3 min read
Benchmarking AI coding workflows, not just models
- ai
- benchmark
- case-study
Most AI coding leaderboards measure raw model capability on toy tasks: complete this function, fix this synthetic bug, write a one-shot script. Real coding work doesn’t look like that. It happens in workflows: plan, search the codebase, edit several files, run tests, debug the failures, ship.
ai-workflow-benchmark scores the workflow plus tool stack, not just the model.
Methodology
The benchmark is a hundred representative coding tasks spread across twelve capability dimensions: debugging, refactoring, multi-file change, dependency upgrades, test authoring, performance investigation, security review, error handling, API design, data migration, build configuration, and documentation. Each task ships with an unambiguous pass/fail oracle (a test suite, a linter rule, a property check) and a soft sigmoid score for partial credit.

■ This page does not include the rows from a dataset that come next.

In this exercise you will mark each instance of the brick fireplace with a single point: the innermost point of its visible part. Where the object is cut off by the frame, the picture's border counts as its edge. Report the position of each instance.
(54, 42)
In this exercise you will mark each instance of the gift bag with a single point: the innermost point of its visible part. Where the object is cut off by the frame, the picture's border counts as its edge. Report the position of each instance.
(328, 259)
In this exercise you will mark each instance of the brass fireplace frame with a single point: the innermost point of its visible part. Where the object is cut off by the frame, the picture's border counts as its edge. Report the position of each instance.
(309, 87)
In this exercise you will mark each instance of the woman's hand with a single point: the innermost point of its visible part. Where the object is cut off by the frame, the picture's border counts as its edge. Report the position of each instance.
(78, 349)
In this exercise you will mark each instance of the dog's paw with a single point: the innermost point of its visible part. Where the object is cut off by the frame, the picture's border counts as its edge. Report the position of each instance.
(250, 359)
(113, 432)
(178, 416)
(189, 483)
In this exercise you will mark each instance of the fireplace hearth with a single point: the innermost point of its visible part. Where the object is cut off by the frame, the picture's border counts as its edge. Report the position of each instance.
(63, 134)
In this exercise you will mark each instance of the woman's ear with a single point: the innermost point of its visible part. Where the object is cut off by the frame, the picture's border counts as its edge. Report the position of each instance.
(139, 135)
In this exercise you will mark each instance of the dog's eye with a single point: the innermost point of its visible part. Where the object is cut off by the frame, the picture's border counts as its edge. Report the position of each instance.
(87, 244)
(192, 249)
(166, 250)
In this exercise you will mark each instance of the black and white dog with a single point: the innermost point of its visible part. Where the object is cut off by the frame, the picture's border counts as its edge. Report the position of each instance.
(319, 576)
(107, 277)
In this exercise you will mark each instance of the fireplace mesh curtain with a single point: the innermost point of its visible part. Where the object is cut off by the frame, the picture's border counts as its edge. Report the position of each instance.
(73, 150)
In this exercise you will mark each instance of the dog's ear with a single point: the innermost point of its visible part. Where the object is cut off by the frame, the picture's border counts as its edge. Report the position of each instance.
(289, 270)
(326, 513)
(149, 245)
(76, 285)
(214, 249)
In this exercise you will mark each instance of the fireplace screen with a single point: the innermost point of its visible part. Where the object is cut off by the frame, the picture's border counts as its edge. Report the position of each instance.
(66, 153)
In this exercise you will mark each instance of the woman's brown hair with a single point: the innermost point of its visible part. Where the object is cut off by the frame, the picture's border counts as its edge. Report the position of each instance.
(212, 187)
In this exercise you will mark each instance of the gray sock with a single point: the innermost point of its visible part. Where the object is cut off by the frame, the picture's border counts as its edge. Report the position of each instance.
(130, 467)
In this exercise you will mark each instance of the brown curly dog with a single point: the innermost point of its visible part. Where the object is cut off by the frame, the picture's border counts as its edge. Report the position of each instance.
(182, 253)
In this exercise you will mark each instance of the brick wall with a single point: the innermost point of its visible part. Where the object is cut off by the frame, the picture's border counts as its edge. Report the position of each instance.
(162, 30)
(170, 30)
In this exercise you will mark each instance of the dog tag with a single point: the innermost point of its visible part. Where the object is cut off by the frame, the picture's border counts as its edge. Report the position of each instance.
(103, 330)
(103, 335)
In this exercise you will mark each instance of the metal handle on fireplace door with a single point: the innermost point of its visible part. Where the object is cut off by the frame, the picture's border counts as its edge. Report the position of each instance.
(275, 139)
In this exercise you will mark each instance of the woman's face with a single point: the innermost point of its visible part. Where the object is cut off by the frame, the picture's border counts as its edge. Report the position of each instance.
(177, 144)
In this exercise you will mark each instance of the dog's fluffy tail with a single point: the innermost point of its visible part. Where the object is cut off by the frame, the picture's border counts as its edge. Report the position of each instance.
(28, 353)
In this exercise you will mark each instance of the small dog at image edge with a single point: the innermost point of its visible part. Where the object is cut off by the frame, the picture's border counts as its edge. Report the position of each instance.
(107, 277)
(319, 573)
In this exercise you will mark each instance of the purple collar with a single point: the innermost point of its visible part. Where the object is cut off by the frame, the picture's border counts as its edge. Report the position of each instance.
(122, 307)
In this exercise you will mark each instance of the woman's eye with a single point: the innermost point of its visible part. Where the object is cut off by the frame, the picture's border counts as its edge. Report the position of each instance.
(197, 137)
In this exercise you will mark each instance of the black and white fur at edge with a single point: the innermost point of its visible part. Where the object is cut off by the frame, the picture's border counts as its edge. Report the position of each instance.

The dimensions are deliberately uneven in difficulty. Some tasks are an hour of focused work. Others would take a senior engineer a day. The point is to surface where a workflow excels and where it stalls, not to produce a single bragging number.
Sigmoid scoring
Naive percentage scoring punishes near-misses the same as wild misses, which is wrong: a fix that compiles, passes the linter, and gets two of three test cases right is qualitatively closer to working than one that doesn’t compile at all. Binary pass/fail is worse: it loses all signal about partial progress.
The benchmark uses a sigmoid scoring function where the midpoint is “minimum acceptable solution” and the saturation point is “near-optimal.” This means a barely-passing solution scores around 0.5, a clean canonical solution scores close to 1.0, and the gap between them is the gap that actually matters. Scores above the saturation point earn diminishing returns, which discourages overengineering.
What the data shows
This part is illustrative because the headline finding will move as the benchmark and tools evolve. From the runs so far, the gap between the top-performing workflow configuration and the median configuration is wider than the gap between the top model and the second-best model. In other words, picking the right tool harness matters more than picking the right model, past a capability threshold.
That has practical consequences. If you’re choosing where to spend engineering effort, the marginal hour spent on workflow tooling (better search, better test feedback loops, better context management) returns more than the marginal hour spent waiting for the next frontier model.
Capability gap matrix
The benchmark outputs a heat map of where a configuration shines versus where it lags. A workflow that nails refactoring and multi-file changes might drop badly on performance investigation if its test feedback loop is slow. The matrix lets a team pick the harness that matches their actual work mix instead of optimizing for an abstract average.